Move the timebar to 4 seconds. Right-click the mortor in the MotionManager design tree and click Edit Feature. Click Reverse Direction and then OK. This sets a key at 4 seconds with the motor going in the reverse direction. If the timebar was someplace else when you edit the motor, you are making the motor change direction at that point (wherever the timebar happens to be).
At this point, you probably expect the motor to rotate at constant speed in one direction for 4 seconds and then suddenly reverse direction and rotate in the opposite direction at constant speed for 4 seconds. What happens however is that at time zero the motor starts to rotate correctly but immediately slows down and stops at 2 seconds and begins going in the other direction until it is up to speed at 4 seconds. This is because the default interpolation mode is "Linear". We told the motor what to do at times 0 and 4 and SW had to figure out the inbetween points using linear interpolation.
To make the motor hold the initial speed until 4 seconds and then suddenly change direction, right-click the motor keypoint at 4 seconds, click Interplation mode, then select Snap. The Snap interpolation mode will hold the previous condition constant until you get to this key point where it will instantaniously change to the new values.
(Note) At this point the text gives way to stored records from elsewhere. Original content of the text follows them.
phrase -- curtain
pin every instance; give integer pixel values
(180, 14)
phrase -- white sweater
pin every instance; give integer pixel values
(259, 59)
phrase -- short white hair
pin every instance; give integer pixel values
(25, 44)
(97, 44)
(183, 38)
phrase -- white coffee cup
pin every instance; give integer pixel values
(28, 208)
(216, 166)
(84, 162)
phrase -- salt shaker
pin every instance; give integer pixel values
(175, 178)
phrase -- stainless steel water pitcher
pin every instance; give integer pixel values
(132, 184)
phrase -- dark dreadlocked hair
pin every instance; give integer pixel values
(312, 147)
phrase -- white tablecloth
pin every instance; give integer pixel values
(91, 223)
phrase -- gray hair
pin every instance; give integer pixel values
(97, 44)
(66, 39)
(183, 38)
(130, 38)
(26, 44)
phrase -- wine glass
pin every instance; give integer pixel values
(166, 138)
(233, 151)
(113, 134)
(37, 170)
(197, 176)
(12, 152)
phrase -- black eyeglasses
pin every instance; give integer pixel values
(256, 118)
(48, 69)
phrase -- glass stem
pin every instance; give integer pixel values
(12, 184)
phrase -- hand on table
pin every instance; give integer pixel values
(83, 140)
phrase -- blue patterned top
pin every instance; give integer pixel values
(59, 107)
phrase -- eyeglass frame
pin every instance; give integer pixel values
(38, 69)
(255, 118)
Now to get the motor to stop before reversing, move the timebar to something before 4 seconds, like 3.5. Right-click the motor and select Off.
Click Calculate and you should have the motion you want. You can now drag the keys to make the stop longer or shorter, etc.
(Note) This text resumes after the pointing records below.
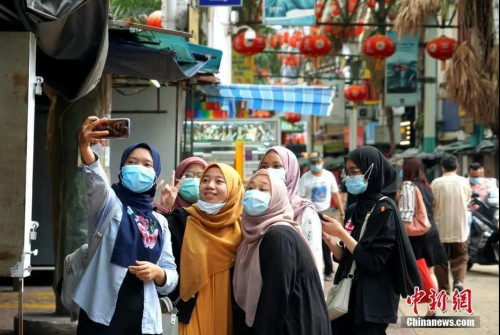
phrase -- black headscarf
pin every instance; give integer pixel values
(382, 181)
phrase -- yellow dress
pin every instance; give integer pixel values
(212, 313)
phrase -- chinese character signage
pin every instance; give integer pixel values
(242, 73)
(401, 73)
(289, 12)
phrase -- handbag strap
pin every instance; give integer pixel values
(99, 234)
(363, 229)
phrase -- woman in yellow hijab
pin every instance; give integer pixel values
(205, 238)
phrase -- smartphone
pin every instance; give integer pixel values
(118, 128)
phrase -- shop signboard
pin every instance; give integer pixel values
(289, 12)
(242, 73)
(401, 72)
(211, 3)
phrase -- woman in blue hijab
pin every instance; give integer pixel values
(118, 293)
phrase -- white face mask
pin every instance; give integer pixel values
(210, 208)
(277, 173)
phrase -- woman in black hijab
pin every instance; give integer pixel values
(385, 264)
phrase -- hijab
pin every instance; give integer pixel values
(210, 241)
(131, 242)
(179, 171)
(292, 169)
(383, 182)
(247, 279)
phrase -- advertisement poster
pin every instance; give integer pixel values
(401, 73)
(289, 12)
(241, 74)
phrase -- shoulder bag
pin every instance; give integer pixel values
(337, 301)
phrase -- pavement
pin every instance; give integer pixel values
(482, 280)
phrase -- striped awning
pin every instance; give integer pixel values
(305, 100)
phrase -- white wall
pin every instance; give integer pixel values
(146, 125)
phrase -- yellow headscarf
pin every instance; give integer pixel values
(210, 241)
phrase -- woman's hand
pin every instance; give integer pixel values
(332, 226)
(88, 136)
(169, 193)
(148, 271)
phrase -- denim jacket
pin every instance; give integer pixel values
(97, 292)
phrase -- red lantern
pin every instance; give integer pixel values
(247, 47)
(442, 48)
(355, 94)
(292, 117)
(262, 114)
(154, 19)
(380, 47)
(335, 8)
(315, 46)
(328, 29)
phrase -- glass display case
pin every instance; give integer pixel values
(214, 139)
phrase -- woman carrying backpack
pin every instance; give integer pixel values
(118, 292)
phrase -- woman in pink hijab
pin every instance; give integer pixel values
(187, 189)
(276, 285)
(282, 164)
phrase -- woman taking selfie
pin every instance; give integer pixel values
(118, 292)
(385, 267)
(276, 283)
(205, 238)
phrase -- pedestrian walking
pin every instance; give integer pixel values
(282, 164)
(319, 185)
(118, 292)
(276, 285)
(385, 264)
(184, 187)
(451, 196)
(427, 246)
(205, 238)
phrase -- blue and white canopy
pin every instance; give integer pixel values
(305, 100)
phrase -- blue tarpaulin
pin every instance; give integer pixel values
(304, 100)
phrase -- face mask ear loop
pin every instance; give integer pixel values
(370, 169)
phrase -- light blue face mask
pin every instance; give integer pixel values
(277, 173)
(138, 178)
(476, 180)
(357, 184)
(316, 168)
(190, 189)
(256, 202)
(209, 207)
The key thing to remember is that whatever change you are trying to make, happens at the timebar.
SolidWorks sells a Step-by-Step book titled "Crating Animation with SolidWorks" which has all this information an obviously LOTS more. It is about 500 pages long and you can either buy it from the SW store at http://store.solidworks.com or you can get it from Rob Rodriguez at his web site http://robrodriguez.com.
Hope this helped.
If you can give me a better idea of what you are trying to achieve, I'm pretty sure I can explain how to do it, but right now I'm flying blind as you mentioned one motor in one post and then two motors in another post. You also didn't tell me what type of motor definition you are using (constant, distantce, interpolated........). If you can be a little more specific and possibly show the model, I should be able to help you.